Acquisition d’un ensemble de 14 dessins de Jean-Honoré Fragonard 
et d’une série de 4 dessins d’Anicet Lemonnier

Le Louvre annonce l‘acquisition pour le département des Arts graphiques et par achat de gré à gré, d’un ensemble exceptionnel de quatorze dessins de Jean-Honoré Fragonard. Mal représenté dans les collections du Louvre, Fragonard trouve avec l’acquisition de cette série un nouveau visage. Le musée a également acquis quatre dessins d’Anicet Lemonnier appartenant au même ensemble.
 
Jean-Honoré Fragonard (Grasse, 1732 – Paris, 1806)
14 dessins, pastel sur papier bleu / 1768 – 1770
-Louis IX ou saint Louis (22,3 x 18 cm)
-Marguerite de Provence (20,5 x 16,3 cm)
-Louis 1er duc de Bourbon (23,2 x 18,5 cm)
-Louis II duc de Bourbon (29 x 23,2 cm)
-Blanche de Bourbon (28,1 x 22,9 cm)
-Jean 1er duc de Bourbon (25,4 x 19,7 cm)
-Pierre II de Beaujeu, duc de Bourbon (29 x 23,6 cm)
-Pierre du Terrail, dit le chevalier Bayard (26,8 x 21,4 cm)
-Charles III de Bourbon, dit le Connétable de Bourbon (29 x 22,5 cm)
-Charles de Bourbon, duc de Vendôme (29 x 22,5 cm)
-Antoine de Bourbon, roi de Navarre (29,8 x 23,1 cm)
-François de Bourbon, comte d’Enghien (29,2 x 23,2 cm)
-Jeanne d’Albret, reine de Navarre (29 x 23,1 cm)

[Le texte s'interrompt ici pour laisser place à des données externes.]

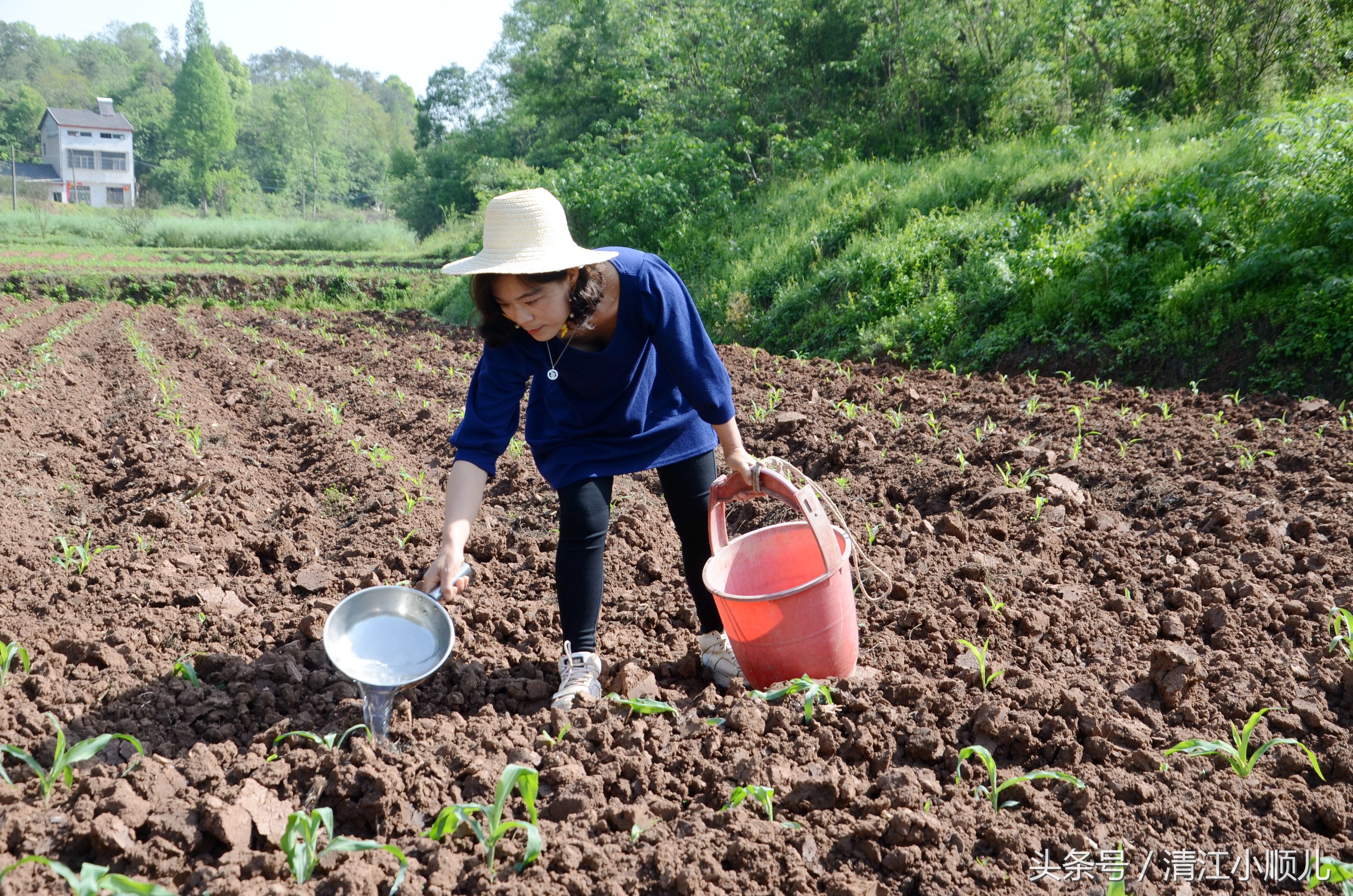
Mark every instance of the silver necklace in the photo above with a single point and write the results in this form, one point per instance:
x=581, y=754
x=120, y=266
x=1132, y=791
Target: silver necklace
x=588, y=324
x=552, y=373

-Louis 1er de Bourbon, prince de Condé (29 x 23,2 cm)
 
En tant qu’illustrateur, Fragonard est avant tout représenté par les dessins qu’il fit pour les éditions du Roland furieux de l’Arioste (176 dessins) et de l’histoire de Don Quichotte. Ces feuilles d’une grande liberté appartiennent à de nombreuses collections publiques et privées. On connaît moins en revanche sa collaboration à l’Histoire de la Maison de Bourbon pour laquelle il livra six portraits gravés dans les deuxième (1776) et troisième (1782) volumes de cet ouvrage. La commande lui fut passée par Joseph-Louis Ripault-Desormeaux (1724 – 1793), bibliothécaire de Louis-Joseph de Bourbon, prince de Condé. Interrompue par la Révolution, cette publication ne traita de l’histoire de la famille de Bourbon que jusqu’à l’assassinat d’Henri III en 1589. Plusieurs artistes y collaborèrent, Jean-Michel Moreau Le Jeune, Pierre-Philippe Choffard, François-André Vincent, Anicet Charles Gabriel Lemonnier et Fragonard.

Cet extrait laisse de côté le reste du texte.